The plaintiff did not introduce any direct evidence as to the condition of the pipes, valves, and connections on the oil well of the defendants, nor did she allege any specific acts of negligence in her petition, but relied solely upon the doctrine of res ipsa loquitur.
The defendants introduced evidence to establish that no leaks or faulty connections or valves were found on the well equipment and that said well had been inspected every day prior to the explosion; that said well was equipped with the usual vent pipe which extended down the alley to approximately the center of the block where the fumes, if any, were discharged about 75 feet above the ground. One of the firemen stated that he arrived at the house shortly after the accident and found the kitchen full of smoke and the coal oil kitchen stove burning with flames leaping 18 to 20 inches above the top of the stove. This fireman and the deputy fire chief testified that they found no evidence indicating any explosion, and that in their opinion there had been no explosion, but that the fire was caused by the coal oil stove, one of them expressing the opinion the accident occurred when some one tried to fill the coal oil stove while it was burning.
The next door neighbor testified that she ran over to plaintiff's house when she heard her holler "fire," and helped take the furniture out of the kitchen before the fire department arrived, and while there the plaintiff told her that "she had lit the stove and evidently had forgotten to turn it off when she generated it," but "had presence of mind enough to take the oil container off the stove and put it outside."
In order for the plaintiff to recover in this action it was necessary that she prove negligence on the part of the defendants and the causal connection between that negligence and her injury. Plaintiff did not endeavor to prove specific acts of negligence, but relied upon the doctrine of res ipsa loquitur. The trial judge expressly stated that the judgment was based upon that doctrine.
The maxim, res ipsa loquitur, was defined by this court in Muskogee Electric Traction Co. v. McIntire, 37 Okla. 684, 133 P. 213, as follows:
"Where the thing is shown to be under the management of the defendant or his servants, and the accident is such as in the ordinary course of things does not happen if those who have the management use proper care, it affords reasonable evidence, in the absence of explanation by the defendant, that the accident arose from want of care."
However, before this doctrine could be invoked it was necessary for plaintiff to establish as preliminary propositions what "thing" caused the injury and that the "thing" causing the injury was under the control of the defendants or its servants.
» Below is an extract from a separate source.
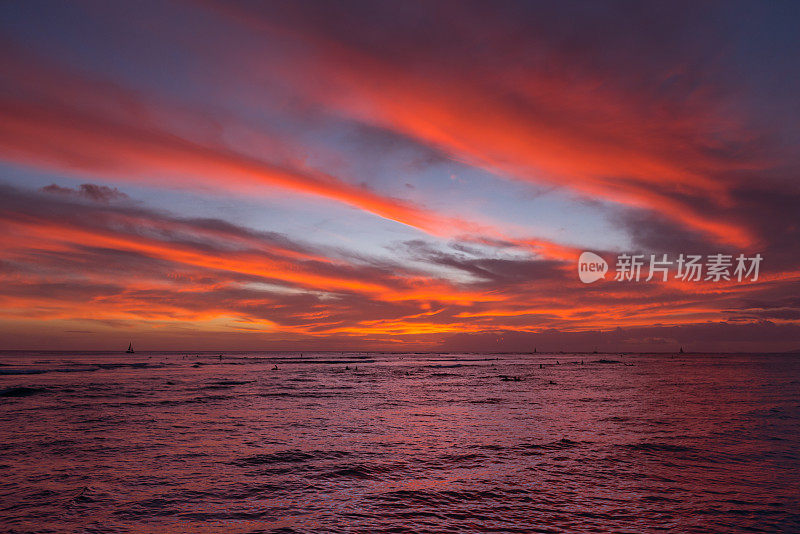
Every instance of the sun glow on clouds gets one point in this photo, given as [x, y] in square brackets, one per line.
[399, 160]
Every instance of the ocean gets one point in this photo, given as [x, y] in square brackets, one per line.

This was aptly expressed by the Maryland court in the leading case of Benedict v. Potts, 40 A. 1067, in the following language:
"The maxim, res ipsa loquitur, does not go the extent of implying that you may, from the mere fact of an injury, infer what physical act produced that injury; but it means that when the physical act has been shown, or is apparent, and is not explained by the defendant, the conclusion that negligence superinduced it may be drawn, as a legitimate deduction of fact. * * * Negligence manifestly cannot be predicated of (on) any act until you know what the act is."
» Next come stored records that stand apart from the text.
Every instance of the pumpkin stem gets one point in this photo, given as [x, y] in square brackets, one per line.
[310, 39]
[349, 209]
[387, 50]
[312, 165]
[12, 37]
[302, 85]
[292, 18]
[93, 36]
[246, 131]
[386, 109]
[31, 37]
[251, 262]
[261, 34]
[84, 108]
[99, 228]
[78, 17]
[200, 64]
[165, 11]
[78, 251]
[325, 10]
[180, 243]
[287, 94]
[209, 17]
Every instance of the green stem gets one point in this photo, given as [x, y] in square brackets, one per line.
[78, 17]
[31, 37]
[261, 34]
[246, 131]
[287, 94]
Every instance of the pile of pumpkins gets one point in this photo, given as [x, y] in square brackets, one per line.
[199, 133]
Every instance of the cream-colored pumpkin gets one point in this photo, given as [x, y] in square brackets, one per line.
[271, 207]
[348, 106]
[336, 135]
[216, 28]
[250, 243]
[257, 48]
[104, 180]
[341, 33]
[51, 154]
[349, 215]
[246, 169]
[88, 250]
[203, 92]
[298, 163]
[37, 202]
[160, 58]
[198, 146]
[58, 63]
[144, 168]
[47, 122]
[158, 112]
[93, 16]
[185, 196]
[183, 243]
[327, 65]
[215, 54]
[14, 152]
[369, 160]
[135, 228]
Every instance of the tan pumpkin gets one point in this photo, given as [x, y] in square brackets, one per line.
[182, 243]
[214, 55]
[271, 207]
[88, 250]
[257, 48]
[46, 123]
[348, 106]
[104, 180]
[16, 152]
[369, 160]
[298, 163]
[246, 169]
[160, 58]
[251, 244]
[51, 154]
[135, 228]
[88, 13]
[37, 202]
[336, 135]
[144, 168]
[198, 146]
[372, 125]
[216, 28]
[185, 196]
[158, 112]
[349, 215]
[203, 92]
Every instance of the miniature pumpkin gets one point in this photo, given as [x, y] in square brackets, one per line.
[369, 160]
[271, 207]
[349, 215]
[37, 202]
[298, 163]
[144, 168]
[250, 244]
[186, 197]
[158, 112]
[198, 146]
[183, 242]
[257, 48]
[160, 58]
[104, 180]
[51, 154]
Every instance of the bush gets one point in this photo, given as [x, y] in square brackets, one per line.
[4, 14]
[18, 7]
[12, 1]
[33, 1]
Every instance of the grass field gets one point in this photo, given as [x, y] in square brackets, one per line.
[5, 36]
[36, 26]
The evidence is highly conflicting as to whether there was an explosion caused by an accumulation of natural gas in plaintiff's kitchen or whether the fire was caused when plaintiff attempted to fill or generate the coal oil kitchen stove. Even if we should assume that there was an explosion of natural gas, we fail to find any proof that such gas came from the oil well operated by the defendants; therefore, the doctrine of res ipsa loquitur is not applicable. Since there is no specific act of negligence on the part of the defendants either directly or by inference, it therefore follows that the cause must be reversed for failure on the part of the plaintiff to establish actionable negligence.
The judgment of the trial court is reversed.
BAYLESS, V. C. J., and WELCH, CORN, and HURST, JJ., concur.